There are a couple of things worth remembering about that red card clip. First, I’m sure Kammy would acknowledge that if he was the Eric Morecambe of the Soccer Saturday crew, he relied on scores of Ernie Wises up and down the country – your Gwynns, your Boultings, your Carruthers, your Michelle Owens – delivering slick, punchy updates from every division. That’s why it worked – the light relief among the important information. The “unbelievable Jeff”. It’s hard in a footballing context or indeed any context to say unbelievable without an involuntary Jeff just blurting out of you before you’ve had time to think. Kammy did that.
But second, you can’t last that long without really studying and knowing the game. He would get in for work almost in the middle of the night before Goals On Sunday to find things Match Of the Day hadn’t noticed.
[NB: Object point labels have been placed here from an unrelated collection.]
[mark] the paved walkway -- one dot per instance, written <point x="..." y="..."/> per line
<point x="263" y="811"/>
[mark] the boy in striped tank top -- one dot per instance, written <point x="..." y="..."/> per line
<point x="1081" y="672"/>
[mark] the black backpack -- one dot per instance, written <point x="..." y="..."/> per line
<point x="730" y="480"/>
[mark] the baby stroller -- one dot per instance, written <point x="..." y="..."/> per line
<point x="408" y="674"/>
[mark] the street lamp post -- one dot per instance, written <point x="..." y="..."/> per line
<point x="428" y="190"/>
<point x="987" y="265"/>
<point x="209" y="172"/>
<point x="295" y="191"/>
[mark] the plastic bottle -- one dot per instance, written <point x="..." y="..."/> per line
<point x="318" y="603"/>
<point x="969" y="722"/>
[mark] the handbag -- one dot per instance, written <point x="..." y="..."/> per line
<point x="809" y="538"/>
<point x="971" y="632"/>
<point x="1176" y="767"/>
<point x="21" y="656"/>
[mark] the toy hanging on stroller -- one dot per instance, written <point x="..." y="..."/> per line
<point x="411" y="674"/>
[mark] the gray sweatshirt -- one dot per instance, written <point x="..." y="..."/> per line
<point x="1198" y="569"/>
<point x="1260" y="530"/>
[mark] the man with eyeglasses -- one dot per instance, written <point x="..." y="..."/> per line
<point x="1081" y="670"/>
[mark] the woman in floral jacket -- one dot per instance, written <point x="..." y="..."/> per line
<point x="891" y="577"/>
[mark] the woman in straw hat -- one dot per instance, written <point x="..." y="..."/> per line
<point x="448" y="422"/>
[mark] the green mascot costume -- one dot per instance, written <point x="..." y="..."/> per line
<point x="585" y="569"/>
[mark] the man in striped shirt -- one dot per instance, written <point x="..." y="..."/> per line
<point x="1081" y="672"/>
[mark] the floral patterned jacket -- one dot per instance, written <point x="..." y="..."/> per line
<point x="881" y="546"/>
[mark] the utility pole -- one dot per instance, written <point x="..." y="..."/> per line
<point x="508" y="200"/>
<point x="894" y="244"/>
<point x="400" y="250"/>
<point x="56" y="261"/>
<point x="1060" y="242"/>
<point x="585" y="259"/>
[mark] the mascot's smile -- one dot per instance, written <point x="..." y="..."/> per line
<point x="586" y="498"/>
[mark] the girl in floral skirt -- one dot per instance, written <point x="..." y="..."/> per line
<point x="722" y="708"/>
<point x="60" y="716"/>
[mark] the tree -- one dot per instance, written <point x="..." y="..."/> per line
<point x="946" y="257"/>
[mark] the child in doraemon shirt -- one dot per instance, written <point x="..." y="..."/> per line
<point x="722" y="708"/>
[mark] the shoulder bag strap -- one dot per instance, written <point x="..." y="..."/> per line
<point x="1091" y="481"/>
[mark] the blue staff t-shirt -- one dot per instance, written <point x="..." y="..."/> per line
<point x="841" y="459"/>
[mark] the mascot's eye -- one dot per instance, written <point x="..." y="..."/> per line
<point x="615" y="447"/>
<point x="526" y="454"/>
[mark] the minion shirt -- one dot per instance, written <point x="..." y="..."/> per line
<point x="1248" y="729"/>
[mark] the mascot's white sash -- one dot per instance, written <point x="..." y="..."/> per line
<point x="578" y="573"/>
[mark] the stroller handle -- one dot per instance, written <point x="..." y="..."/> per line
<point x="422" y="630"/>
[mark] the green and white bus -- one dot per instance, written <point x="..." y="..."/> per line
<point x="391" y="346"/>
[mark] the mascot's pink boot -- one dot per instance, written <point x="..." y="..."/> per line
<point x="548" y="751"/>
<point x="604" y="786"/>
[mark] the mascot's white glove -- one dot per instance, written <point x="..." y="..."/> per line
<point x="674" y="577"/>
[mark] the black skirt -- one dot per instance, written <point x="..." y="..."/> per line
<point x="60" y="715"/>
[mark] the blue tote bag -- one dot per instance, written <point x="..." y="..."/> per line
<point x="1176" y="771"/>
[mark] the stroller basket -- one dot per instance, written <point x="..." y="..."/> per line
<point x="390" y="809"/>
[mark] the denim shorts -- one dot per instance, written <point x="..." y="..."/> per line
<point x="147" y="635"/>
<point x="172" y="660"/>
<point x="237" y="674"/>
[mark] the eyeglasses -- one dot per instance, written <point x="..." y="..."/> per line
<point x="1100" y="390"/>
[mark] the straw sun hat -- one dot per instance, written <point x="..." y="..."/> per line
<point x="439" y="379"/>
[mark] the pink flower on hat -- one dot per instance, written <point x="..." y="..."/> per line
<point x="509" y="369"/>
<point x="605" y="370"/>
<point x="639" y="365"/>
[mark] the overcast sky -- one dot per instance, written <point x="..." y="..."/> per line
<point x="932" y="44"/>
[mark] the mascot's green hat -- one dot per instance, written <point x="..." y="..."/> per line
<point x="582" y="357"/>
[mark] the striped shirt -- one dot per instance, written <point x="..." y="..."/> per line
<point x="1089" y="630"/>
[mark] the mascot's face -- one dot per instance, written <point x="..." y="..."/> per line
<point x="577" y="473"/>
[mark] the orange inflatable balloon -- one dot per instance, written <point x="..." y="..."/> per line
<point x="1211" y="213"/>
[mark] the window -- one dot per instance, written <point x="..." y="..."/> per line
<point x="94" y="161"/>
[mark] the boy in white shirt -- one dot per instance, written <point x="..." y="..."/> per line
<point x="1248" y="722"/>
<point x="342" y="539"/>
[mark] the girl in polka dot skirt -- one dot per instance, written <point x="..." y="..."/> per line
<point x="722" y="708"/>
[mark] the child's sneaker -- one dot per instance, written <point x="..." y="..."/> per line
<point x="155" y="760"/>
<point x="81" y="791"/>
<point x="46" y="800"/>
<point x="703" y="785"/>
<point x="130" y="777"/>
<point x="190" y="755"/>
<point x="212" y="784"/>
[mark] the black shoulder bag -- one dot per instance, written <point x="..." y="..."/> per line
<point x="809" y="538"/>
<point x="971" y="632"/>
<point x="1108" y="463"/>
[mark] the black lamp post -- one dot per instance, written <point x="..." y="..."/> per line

He somehow found a balance between serious football and being downright silly. Not many can bridge that gap – nor can they branch out into Saturday night light entertainment. That is a completely different world.
Viewers noticed him struggling with his language at Rotherham the other week. He explained he has been diagnosed with apraxia, a neurological disorder that can affect speech. “When it’s bad it stops the signals going from my brain to my mouth,” he told Good Morning Britain. “It slurs the words. People are thinking: is he OK? Is he drunk? What’s the matter with him? I’m trying to use parts of my brain – I have got one – to try and speak fluently.”
Despite that, the good news is he’ll continue to host Ninja Warrior and no doubt pursue other projects. I wish him so much luck and happiness.
It’s always worth reminding yourself what a privilege it is to get paid to watch football and be given airtime or column space to say what you think about it. Kammy did almost a quarter of a century – way longer than he played. That’s a generation of football fans watching and enjoying his work. That first Saturday next season will be weird for him. But the cliches are true – life moves fast, the game moves on.
Someone else will be at Fratton Park next season. They’ll probably notice the red cards. And because of that, most of us won’t even realise they’ve happened.